Ian Sansom
New York: Harper Perennial, 2006
The second in The Mobile Library series of mysteries by Ian Sansom, Mr. Dixon Disappears is full of misanthropic charm and bookish goodness. The titular mobile librarian, Israel Armstrong, BA (Hons), is disenchanted:
He was sick of the excuses and lies. He was tired of the evasions and the untruths, of people refusing to stand up and speak the truth and take responsibility for their own actions. It seemed to him like yet another symptom of the decline of Western civilization; of chaos; and climate change; and environmental disaster; and war; disease; famine; oppression; the eternal slow slide down and down and down. It was entropy, nemesis, apotheosis, imminent apocalypse and sheer bad manners all rolled into one.
People were not returning their library books on time.
And if that’s not bad enough, hapless Israel finds himself arrested for the disappearance of department store proprietor, Mr. Dixon, and 100,000 pounds from the store safe. When he wakes in jail, he faces a dark night of the reader’s soul: there is nothing to read, and, worse, he begins to doubt the very value of reading:
Library users were exactly the same as everyone else, it seemed, and this came as a terrible shock to Israel.
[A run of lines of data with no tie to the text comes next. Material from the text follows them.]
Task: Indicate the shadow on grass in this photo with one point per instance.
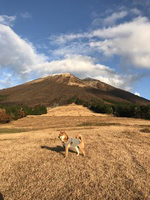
(58, 149)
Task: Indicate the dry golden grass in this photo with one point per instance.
(117, 165)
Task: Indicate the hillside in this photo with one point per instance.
(62, 88)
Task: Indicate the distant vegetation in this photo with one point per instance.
(14, 112)
(118, 109)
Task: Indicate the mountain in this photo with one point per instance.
(62, 88)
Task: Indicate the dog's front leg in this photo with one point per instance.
(66, 151)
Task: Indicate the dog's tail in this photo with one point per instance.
(79, 136)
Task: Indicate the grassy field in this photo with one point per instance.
(117, 164)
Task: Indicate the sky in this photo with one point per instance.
(102, 39)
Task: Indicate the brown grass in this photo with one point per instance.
(117, 165)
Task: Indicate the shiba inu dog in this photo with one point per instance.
(67, 142)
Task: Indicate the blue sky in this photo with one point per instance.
(103, 39)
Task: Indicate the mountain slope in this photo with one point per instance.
(58, 89)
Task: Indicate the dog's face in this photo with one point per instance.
(63, 136)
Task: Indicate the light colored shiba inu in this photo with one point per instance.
(67, 142)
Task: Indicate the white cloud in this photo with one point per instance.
(26, 15)
(129, 40)
(7, 20)
(138, 94)
(111, 20)
(85, 66)
(17, 53)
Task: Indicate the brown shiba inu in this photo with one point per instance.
(67, 142)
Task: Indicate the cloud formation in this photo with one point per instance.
(74, 52)
(16, 53)
(129, 40)
(7, 20)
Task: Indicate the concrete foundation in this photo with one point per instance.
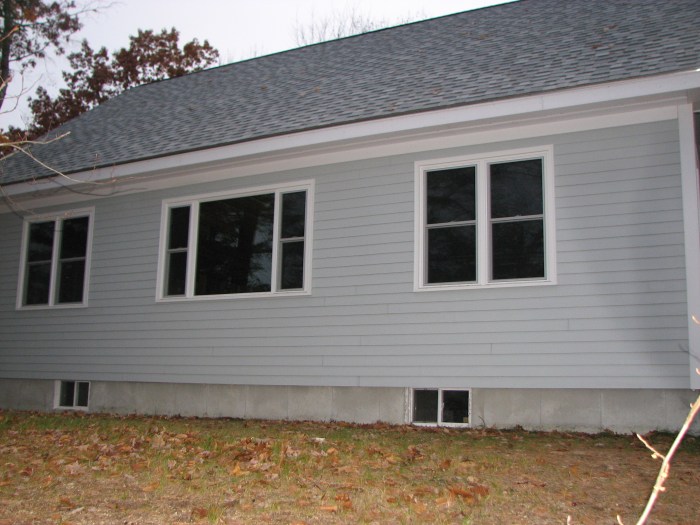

He had always believed that reading was good for you, that the more books you read somehow the better you were, the closer to some ideal of human perfection you came, yet if anything his own experience at the library suggested the exact opposite: that reading didn’t make you a better person, that it just made you short-sighted, and even less likely than your fellow man or woman to be able to hold a conversation about anything that did not centre around you and your ailments and the state of the weather.
Things improve marginally for Israel once he’s sprung from jail and can investigate the mystery himself, but he still finds himself woefully short of reading material. He reluctantly picks up a murder mystery from the shelf of the room into which he’s had to decamp:
He’d never read a lot of crime fiction before; it was the covers, mostly, that put him off. He was very anti-embossing.
I’m anti-embossing, too! Mr. Dixon Disappears has no embossing on its cover, and on its insides, it’s a fairly meandering sort of a mystery; it’s wry and clever about books and bookish enthusiasm gone wrong. The mystery plot never really grabbed me, however, so it’s not a book to come to if you want a good mystery with which to wrestle.
I read the first in Sansom’s new series of County Guides Mysteries last week, The Norfolk Mystery, and it felt a bit flat. There was a lot of setting up of the series to come, I think, so I’m glad that I started with the second in the Mobile Library series. I will go back for more non-embossed helpings.